Dans tous les cas, le patient est incité à recouvrer assez rapidement toute son autonomie avant même son retour à domicile. Un suivi est programmé avec le chirurgien pour :

  • s'assurer que le patient se porte bien ;
  • évaluer la cicatrisation et éventuellement retirer des points de suture ;
  • discuter d'éventuelles autres options thérapeutiques.

Les traitements adjuvants interviennent le plus souvent après une petite période de convalescence (l'immunothérapie, elle, intervient le plus souvent immédiatement suite à l'opération).

Effets indésirables de la chirurgie

Une intervention chirurgicale, comme tous les traitements du cancer, entraîne un certain nombre d'effets indésirables :

Tous les effets indésirables classiques liés à une anesthésie générale peuvent survenir. Les nausées et vomissements sont fréquents, par exemple.

Des maux de gorge peuvent être présents pendant quelques jours si une sonde endotrachéale a été utilisée (en cas de tumeur des cordes vocales par exemple).

De fortes douleurs liées à la zone opérée sont pratiquement inévitables. Il s'agit parfois de douleurs névralgiques si un nerf a été touché au cours de l'intervention (s'il a été endommagé, on peut avoir une perte de sensibilité). Des antalgiques sont systématiquement prescrits pour la soulager partiellement.

Les troubles gastro-intestinaux peuvent être dus à l'anesthésie ou à l'opération elle-même en fonction de la zone concernée par le cancer.
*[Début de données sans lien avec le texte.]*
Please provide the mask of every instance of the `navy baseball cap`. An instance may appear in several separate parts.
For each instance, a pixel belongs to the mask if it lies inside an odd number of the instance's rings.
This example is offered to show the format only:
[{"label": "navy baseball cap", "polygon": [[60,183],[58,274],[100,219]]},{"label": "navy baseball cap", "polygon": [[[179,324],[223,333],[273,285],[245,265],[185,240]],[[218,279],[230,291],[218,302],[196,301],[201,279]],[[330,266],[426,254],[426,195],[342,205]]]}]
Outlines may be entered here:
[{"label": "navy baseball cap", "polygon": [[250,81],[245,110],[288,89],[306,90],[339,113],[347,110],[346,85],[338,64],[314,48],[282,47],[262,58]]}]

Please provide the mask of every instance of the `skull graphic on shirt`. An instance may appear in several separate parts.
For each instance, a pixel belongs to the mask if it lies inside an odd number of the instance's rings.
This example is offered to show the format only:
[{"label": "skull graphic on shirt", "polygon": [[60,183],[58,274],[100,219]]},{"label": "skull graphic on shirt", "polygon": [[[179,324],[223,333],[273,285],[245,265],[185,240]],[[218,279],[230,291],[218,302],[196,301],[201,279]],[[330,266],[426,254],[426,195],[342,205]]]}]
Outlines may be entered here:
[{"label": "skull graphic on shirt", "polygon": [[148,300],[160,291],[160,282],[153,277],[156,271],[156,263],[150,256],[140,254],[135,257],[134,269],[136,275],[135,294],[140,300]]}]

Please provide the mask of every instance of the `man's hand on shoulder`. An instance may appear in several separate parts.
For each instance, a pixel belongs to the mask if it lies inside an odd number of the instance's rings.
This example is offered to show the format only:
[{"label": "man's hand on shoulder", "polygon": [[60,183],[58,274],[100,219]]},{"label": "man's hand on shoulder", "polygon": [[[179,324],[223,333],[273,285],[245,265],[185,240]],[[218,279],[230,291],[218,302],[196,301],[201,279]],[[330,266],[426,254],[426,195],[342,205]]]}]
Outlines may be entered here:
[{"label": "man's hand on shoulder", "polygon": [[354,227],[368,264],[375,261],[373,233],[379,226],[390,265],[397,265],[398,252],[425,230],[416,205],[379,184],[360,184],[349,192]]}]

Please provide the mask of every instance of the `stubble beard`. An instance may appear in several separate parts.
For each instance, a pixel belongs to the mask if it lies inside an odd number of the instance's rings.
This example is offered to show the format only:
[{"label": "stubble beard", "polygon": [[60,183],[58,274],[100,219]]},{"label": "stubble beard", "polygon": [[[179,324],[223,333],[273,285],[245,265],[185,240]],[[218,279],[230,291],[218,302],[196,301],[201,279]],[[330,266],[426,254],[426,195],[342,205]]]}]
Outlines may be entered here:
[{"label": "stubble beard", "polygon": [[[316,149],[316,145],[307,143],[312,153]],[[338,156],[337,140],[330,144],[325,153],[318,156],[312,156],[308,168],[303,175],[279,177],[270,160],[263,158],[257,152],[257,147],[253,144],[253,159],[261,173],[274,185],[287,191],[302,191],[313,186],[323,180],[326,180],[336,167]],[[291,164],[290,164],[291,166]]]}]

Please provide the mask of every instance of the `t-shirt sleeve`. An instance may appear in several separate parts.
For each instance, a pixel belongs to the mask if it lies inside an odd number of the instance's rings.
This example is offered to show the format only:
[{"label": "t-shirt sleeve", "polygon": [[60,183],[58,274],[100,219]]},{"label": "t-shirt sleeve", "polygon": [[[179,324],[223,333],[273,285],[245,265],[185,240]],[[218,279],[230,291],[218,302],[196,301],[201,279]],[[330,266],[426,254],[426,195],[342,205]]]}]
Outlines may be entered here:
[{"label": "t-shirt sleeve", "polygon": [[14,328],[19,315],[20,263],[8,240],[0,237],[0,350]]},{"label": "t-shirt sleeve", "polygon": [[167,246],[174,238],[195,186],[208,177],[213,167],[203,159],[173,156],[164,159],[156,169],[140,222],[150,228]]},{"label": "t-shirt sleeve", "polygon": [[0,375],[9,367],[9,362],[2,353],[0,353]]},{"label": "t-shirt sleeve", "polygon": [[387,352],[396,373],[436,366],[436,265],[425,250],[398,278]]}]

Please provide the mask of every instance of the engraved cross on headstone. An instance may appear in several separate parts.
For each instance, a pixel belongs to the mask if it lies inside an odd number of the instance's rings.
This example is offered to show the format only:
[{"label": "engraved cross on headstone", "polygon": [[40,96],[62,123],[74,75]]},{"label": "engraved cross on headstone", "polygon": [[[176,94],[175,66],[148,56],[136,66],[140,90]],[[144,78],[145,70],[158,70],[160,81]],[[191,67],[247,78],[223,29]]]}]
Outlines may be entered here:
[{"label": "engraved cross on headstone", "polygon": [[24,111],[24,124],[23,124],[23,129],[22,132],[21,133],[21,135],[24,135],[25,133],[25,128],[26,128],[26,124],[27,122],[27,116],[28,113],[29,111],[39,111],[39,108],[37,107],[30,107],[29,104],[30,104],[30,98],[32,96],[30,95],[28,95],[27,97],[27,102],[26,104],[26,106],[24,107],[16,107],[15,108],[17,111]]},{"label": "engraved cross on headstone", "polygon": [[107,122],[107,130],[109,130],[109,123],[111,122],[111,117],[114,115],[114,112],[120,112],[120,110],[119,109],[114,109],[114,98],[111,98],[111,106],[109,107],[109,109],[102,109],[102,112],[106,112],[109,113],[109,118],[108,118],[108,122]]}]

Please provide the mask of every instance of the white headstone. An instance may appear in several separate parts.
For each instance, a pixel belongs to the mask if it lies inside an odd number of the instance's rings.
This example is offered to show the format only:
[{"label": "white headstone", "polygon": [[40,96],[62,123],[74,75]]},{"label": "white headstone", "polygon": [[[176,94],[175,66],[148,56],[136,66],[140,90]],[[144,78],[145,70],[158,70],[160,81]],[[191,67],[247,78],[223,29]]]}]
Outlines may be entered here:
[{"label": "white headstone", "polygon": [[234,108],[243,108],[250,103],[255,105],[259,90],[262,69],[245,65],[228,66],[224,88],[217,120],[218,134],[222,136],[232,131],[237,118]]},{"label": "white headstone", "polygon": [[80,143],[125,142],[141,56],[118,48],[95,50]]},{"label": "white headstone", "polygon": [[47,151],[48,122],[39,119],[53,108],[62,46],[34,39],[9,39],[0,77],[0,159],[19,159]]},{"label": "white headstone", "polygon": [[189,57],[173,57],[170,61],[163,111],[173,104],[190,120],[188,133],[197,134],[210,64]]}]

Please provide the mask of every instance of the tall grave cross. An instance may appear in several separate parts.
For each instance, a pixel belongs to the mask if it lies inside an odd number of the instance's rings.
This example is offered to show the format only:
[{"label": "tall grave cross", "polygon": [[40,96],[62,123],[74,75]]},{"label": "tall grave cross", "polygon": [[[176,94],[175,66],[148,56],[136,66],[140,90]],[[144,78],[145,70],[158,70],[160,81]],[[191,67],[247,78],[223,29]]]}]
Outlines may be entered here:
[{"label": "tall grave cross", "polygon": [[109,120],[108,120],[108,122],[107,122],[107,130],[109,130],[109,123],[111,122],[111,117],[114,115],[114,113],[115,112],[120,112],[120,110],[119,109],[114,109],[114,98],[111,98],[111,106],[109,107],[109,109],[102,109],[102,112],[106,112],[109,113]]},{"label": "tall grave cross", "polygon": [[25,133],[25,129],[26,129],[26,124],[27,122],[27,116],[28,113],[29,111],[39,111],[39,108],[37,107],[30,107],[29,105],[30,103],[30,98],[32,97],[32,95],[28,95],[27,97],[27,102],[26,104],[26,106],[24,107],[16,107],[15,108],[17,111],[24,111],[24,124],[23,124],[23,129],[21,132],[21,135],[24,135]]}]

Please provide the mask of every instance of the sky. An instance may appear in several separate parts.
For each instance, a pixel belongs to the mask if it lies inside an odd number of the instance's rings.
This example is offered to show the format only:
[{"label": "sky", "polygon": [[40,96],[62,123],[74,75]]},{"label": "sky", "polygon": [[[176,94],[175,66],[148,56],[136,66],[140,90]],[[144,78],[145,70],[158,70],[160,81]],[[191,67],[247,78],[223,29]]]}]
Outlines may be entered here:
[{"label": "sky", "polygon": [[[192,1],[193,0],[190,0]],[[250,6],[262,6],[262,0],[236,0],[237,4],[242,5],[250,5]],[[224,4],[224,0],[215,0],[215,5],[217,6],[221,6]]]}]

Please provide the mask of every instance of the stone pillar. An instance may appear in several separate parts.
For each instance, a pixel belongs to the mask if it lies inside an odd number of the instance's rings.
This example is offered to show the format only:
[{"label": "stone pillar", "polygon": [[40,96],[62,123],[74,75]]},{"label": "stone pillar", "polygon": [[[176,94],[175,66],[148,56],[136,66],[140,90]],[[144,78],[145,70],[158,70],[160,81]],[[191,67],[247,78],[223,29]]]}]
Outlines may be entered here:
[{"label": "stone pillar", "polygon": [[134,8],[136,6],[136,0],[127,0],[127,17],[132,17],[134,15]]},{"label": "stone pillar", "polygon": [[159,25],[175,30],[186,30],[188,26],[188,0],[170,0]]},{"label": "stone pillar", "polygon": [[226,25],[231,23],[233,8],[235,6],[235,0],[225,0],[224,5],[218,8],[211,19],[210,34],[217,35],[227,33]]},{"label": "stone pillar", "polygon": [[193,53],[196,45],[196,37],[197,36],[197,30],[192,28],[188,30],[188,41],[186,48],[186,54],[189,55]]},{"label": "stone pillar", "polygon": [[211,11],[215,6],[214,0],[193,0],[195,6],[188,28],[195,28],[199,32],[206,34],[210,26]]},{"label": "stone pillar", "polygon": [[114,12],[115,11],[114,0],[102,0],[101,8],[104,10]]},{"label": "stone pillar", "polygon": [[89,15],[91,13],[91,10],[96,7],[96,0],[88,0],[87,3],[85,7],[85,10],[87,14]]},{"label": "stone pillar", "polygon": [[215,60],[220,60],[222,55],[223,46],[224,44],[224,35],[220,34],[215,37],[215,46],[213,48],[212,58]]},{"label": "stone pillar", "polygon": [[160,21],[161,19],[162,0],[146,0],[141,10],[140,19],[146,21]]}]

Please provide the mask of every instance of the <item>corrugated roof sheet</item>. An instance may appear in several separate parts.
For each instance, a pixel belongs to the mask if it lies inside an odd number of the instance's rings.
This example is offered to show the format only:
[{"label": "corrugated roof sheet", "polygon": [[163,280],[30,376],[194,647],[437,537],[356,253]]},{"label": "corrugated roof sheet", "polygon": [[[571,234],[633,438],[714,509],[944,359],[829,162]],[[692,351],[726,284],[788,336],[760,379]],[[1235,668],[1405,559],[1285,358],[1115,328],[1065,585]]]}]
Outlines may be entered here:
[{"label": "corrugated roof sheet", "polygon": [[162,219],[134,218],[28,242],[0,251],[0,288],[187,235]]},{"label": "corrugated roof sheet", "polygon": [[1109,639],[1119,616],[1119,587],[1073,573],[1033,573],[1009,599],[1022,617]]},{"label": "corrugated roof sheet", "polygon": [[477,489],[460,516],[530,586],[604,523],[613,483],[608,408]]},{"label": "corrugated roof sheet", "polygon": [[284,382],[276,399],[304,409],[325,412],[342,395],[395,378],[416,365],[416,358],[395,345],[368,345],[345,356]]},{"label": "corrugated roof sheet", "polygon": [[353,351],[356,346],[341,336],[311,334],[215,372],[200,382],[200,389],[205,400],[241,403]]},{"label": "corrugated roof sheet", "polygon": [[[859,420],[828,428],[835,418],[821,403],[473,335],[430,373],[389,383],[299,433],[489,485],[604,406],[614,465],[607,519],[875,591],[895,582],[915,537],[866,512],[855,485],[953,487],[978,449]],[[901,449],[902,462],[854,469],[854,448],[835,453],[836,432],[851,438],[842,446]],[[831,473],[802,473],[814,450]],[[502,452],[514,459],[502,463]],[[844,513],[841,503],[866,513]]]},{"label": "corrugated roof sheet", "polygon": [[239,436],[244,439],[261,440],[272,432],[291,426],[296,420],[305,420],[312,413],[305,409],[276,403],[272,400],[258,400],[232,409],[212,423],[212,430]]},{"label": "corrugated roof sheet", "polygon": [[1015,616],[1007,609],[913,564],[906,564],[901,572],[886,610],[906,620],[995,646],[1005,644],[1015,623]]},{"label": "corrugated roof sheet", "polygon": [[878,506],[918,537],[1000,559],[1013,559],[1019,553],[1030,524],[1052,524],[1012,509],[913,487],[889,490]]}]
Suite à certaines interventions, intestinales notamment, le patient peut ne pas vouloir ou ne pas pouvoir s'alimenter. Dans ce cas, on peut installer une perfusion intraveineuse et l'amener graduellement à reprendre de la nourriture d'abord liquide puis solide.

Des troubles pulmonaires peuvent apparaître en fonction des patients, notamment chez les tabagiques, avec des risques de pneumonie ou d'affaissement pulmonaire (atélectasie) ou, moins grave, d'essoufflement ou de toux.

Une rétention urinaire peut parfois s'observer, de même que des œdèmes des membres inférieurs.

Pour éviter la formation de caillots sanguins (thrombose veineuse), les patients sont incités à marcher assez rapidement après l'intervention. En effet, sans cela le risque d'embolie pulmonaire est élevé.

Les infections sont rares mais graves. Il faut aussitôt signaler une plaie qui suppure, un œdème de la plaie ou autre.